Most of this is personal speculation and bias, not any claim to
knowledge or crystal-ball-ownership.


Yes, unfortunately, a lot of standards work involves "personal
speculation and bias", since nobody can accurately predict the future.

   SC2 claims this is a 32 bit standard.  Until and unless they change
that, it is what I was referring to.


Good thing I asked then, coz my initial assumption was that you were
referring to the 16-bit form, since you had been talking about the
number of octets required for Asian characters in UTF-2 (i.e. 3, 4 or
more).

  It seems to me that you are making a series of closely-related
assumptions here.  The main one is that, within a group of people
communicating in a particular language (English within the US, Japanese
within Japan, even conversations *in* Japanese between people in Japan
and Japanese-speakers in the US), we are never going to see 10646 used
and, hence, what we need is some (possibly extraordinary) mechanism to
handling an "occasional Japanese character" now and then.
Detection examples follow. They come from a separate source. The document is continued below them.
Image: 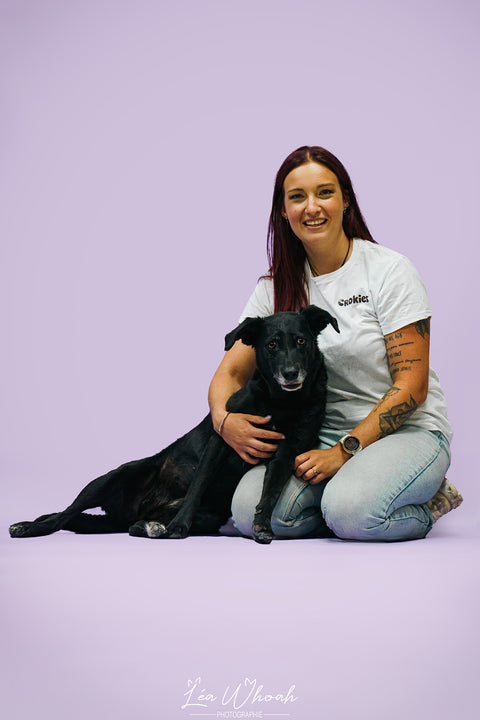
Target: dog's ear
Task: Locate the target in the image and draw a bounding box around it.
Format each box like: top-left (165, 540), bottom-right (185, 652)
top-left (225, 318), bottom-right (263, 350)
top-left (300, 305), bottom-right (340, 335)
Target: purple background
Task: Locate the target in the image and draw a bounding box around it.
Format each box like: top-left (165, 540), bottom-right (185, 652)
top-left (0, 0), bottom-right (480, 720)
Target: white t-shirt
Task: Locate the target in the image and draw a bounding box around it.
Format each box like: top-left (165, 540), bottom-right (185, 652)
top-left (240, 239), bottom-right (452, 441)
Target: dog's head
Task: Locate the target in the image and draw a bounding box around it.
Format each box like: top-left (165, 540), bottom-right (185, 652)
top-left (225, 305), bottom-right (340, 392)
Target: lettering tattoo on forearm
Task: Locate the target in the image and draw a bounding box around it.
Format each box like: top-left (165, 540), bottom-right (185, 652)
top-left (385, 330), bottom-right (428, 381)
top-left (378, 388), bottom-right (418, 438)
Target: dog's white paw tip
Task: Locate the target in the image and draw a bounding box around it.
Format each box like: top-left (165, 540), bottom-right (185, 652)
top-left (145, 521), bottom-right (167, 537)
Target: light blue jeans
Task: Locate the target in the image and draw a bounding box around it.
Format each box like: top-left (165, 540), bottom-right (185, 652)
top-left (232, 426), bottom-right (450, 541)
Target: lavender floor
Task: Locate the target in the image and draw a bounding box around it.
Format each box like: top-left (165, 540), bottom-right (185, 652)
top-left (1, 510), bottom-right (480, 720)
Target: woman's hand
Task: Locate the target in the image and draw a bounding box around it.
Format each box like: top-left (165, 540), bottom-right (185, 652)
top-left (295, 443), bottom-right (350, 485)
top-left (222, 413), bottom-right (284, 465)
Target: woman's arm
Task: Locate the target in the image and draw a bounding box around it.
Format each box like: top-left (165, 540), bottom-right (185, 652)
top-left (208, 340), bottom-right (283, 465)
top-left (295, 320), bottom-right (430, 484)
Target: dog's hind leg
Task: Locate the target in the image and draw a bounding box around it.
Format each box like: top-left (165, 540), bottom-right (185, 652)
top-left (63, 513), bottom-right (128, 535)
top-left (162, 431), bottom-right (228, 539)
top-left (9, 468), bottom-right (125, 538)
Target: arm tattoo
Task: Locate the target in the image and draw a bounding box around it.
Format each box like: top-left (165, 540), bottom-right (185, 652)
top-left (415, 318), bottom-right (430, 338)
top-left (379, 388), bottom-right (418, 438)
top-left (373, 385), bottom-right (401, 412)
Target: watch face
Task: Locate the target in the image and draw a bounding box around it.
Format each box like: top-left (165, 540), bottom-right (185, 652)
top-left (343, 435), bottom-right (360, 452)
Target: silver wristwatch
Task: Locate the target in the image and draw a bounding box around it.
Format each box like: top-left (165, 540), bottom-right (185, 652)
top-left (340, 435), bottom-right (363, 455)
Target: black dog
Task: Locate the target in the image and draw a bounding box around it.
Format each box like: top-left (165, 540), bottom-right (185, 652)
top-left (10, 305), bottom-right (339, 543)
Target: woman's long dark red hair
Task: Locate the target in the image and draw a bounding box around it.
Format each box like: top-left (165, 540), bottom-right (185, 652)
top-left (267, 145), bottom-right (375, 312)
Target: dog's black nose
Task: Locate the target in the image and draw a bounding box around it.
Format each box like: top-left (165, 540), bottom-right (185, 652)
top-left (282, 367), bottom-right (298, 382)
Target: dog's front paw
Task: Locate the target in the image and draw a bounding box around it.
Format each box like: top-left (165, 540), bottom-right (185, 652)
top-left (253, 523), bottom-right (275, 545)
top-left (128, 520), bottom-right (168, 538)
top-left (8, 521), bottom-right (38, 537)
top-left (167, 523), bottom-right (190, 540)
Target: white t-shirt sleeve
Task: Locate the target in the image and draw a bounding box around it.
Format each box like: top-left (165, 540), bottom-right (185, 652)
top-left (375, 255), bottom-right (432, 335)
top-left (239, 278), bottom-right (274, 322)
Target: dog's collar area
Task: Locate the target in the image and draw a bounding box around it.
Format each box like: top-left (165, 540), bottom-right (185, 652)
top-left (280, 383), bottom-right (303, 392)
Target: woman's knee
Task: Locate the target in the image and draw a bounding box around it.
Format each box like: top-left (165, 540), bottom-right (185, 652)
top-left (232, 465), bottom-right (266, 537)
top-left (322, 482), bottom-right (376, 540)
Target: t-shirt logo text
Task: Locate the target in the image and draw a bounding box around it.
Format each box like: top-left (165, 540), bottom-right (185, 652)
top-left (338, 295), bottom-right (369, 307)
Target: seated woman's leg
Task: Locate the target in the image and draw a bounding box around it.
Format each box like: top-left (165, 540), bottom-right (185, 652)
top-left (232, 465), bottom-right (330, 539)
top-left (322, 426), bottom-right (450, 541)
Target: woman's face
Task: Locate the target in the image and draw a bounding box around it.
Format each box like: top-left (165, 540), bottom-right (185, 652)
top-left (282, 162), bottom-right (348, 252)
Yes, that is what I'm assuming, except for the 3rd situation that you
mentioned ("conversations *in* Japanese between people in Japan and
Japanese-speakers in the US").  I can imagine such conversations being
carried out either in a UTF-2 based encoding or in ISO-2022-JP, even
if such traffic were limited.

But
what I've been hearing on this list -- a bit recently and a very great
deal a year ago -- are variations on the theme of "now we have 10646,
and it is universal, let's try to move quickly to it and drop the use of
all 'local' character sets (like ASCII) in Internet mail".  If that is
the intent, then a system that rewards some languages and penalizes
others is a pretty terrible idea.


I'd like to hear what Henry's "intent" was.
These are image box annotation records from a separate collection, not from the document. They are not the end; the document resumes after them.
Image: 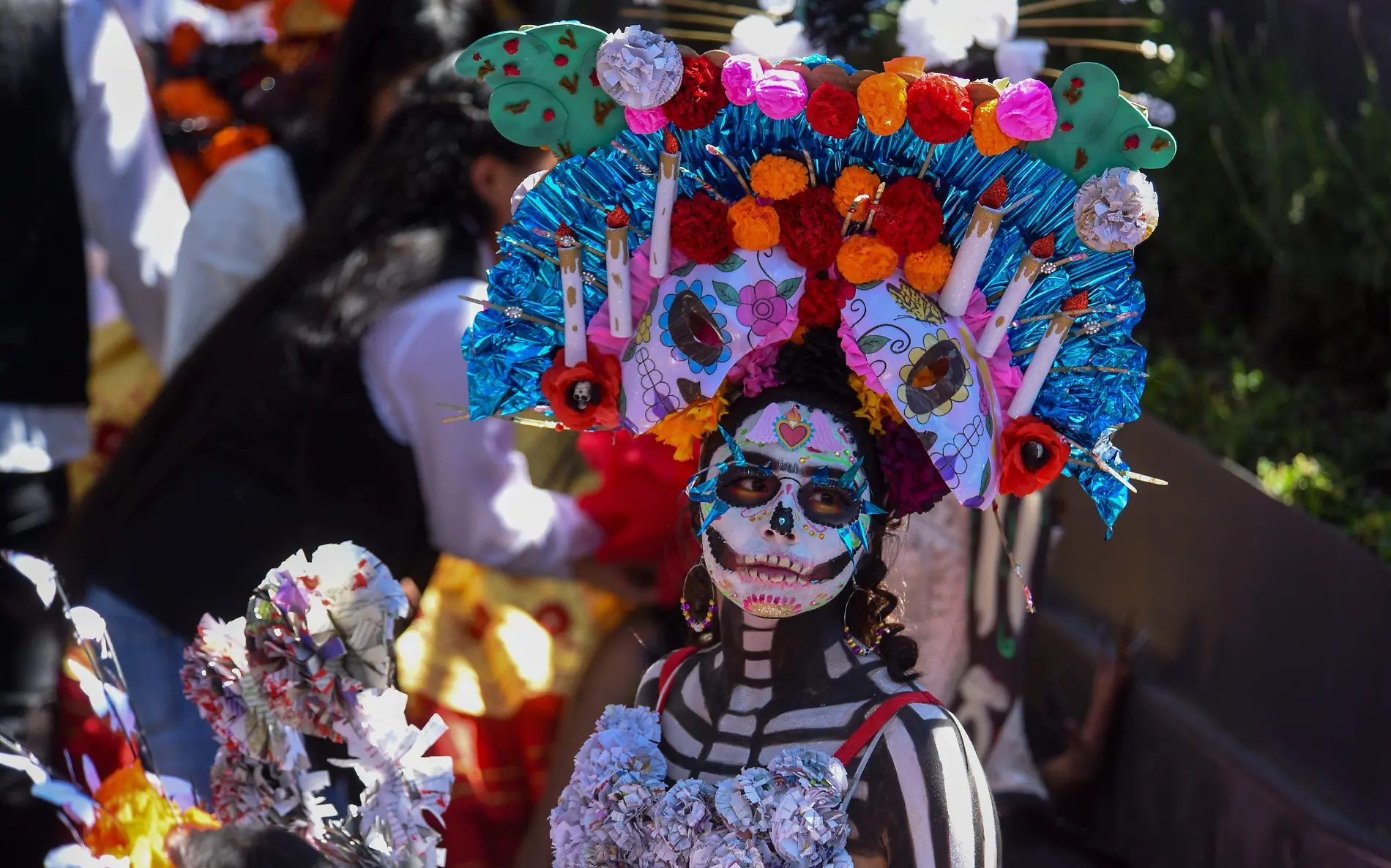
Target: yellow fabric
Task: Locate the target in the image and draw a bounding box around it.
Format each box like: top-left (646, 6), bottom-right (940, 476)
top-left (68, 320), bottom-right (160, 502)
top-left (397, 555), bottom-right (627, 718)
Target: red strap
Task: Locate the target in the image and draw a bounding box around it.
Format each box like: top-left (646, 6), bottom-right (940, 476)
top-left (836, 690), bottom-right (941, 765)
top-left (657, 648), bottom-right (700, 714)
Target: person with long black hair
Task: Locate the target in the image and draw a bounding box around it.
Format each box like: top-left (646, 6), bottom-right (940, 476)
top-left (60, 57), bottom-right (609, 786)
top-left (160, 0), bottom-right (495, 373)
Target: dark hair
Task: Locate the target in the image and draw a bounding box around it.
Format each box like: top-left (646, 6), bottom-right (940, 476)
top-left (691, 329), bottom-right (918, 681)
top-left (164, 826), bottom-right (331, 868)
top-left (61, 56), bottom-right (541, 580)
top-left (286, 0), bottom-right (496, 213)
Taking a different perspective for the moment, two of the main things
that people strive for in this area are:

    (1) to avoid hostility to the installed base

    (2) to use only one multilingual charset for all Internet mail

The email gurus on this list have frequently talked about (1), and as
you may guess, I agree with them rather strongly.  I also agree with
the people who talk about (2).

In a forum such as this I hate to do this, but for the purposes of
discussion let's focus on Japan and the US, and then try to reach the
goals (1) and (2).  It is immediately obvious (at least to me) that an
ISO-2022-JP based method is the only way to comply with both (1) and
(2) in Internet email.

Unfortunately, the average American does not even want to discuss
2022, let alone implement and install it.  But both the Japanese and
the Americans want to extend their current encodings for
multilinguality.  That is why I'm saying that we're doomed to at least
two multilingual encodings on the Internet.

However, I don't have a crystal ball either, so...


Cheers,
Erik


PS  Usenet news in America would have problems with ESC, so an ISO-2022-JP
    based multilingual encoding would be hostile to that installed base.

    This, and arguments about statefulness, etc, are the probable reasons
    for the average American's reluctance to discuss 2022.

    Sigh.  But it's not the end of the world.  Let's just get on with UTF-2.